The issues being addressed in these various talks have proved to be intractable in the past and there is no reason to suppose they have suddenly become susceptible to productive compromises. Any negotiating processes now set up will not be concluded quickly. They do not promise an early end to the conflict, just its continuation by other means.
The Drift Option
What we can see from the recent diplomacy is Putin much more to the fore. During the first weeks of this year the Russian Foreign Minister Lavrov and his deputies did most of the talking. They communicated a hard line and no obvious way out. When they said Russia was not going to launch any military offensives little notice was taken because it was not clear that they would know if one was. When Putin says, as he did in a meeting last week with Hungary’s Victor Orban, that the US and NATO are trying to draw Russia into a damaging war, then more notice is taken. This is not least because this hints at a way out: a lack of war could be presented by Moscow not so much as a climb down but instead as peace-loving resistance to the West’s provocations. It was always one of the least convincing propositions about the inevitability of war that Putin would embark on such an adventure because of the alternative of a humiliating retreat after achieving diplomatically so little.
It remains the case that this is the most curious of war scares, with the Russians letting an unexplained but substantial military build-up prompt a flurry of conjectures in the West, including intense debates about what to do if there is a war and what needs to be offered to stop one. Other than vague references to ‘military-technical’ responses and serious consequences, there have been no dark threats, and no ultimatums.
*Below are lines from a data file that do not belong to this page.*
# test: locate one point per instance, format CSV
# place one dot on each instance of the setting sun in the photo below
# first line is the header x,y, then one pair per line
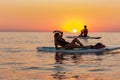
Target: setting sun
x,y
74,30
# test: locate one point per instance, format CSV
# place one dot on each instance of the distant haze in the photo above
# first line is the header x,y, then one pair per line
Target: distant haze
x,y
49,15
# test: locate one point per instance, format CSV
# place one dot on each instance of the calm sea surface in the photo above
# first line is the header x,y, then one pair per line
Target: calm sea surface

While it is not hard to identify differences of opinion among NATO members, Putin is probably disappointed that the fractures are not deeper. Ukraine has obviously been bothered by the war scare most, not least because it raises a fearful prospect but also because continual mobilisation is draining both socially and economically. This is why Zelensky tried to encourage the US and the UK not to push their more alarmist scenarios too hard.
Even though Putin would have preferred more disarray on NATO’s side he has put some added stress on Ukraine; reminded everybody that Russia is a great power with a significant military clout; got more diplomatic attention than he has enjoyed for a while, with Western leaders paying court, and the possibility might of some modest improvements in Russian security; agreed a verbose communiqué with President Xi of China at the Olympics, which condemns NATO enlargement, along with ‘colour revolutions’; and has been able to use the build-up to cement a developing alliance with Belarus. The Belarusian dictator President Lukashenko once wished to keep his independence from Russia but lost that last year when Russia helped him clamp down on the opposition. He is now hosting exercises with Russian troops close to the Ukrainian border.
If Putin breaks off all diplomacy now then that would be the clearest sign that war was close. If he continues to explore possibilities with Biden and Macron and others then in the event of an offensive it would be hard to explain why he is embarking on a war he has said he does not want. It is therefore at least possible that he will carry on developing a mixture of options, seeing if anything changes, taking what he can from the situation, until it is time to start bringing his troops back home. Some crises do just fade away.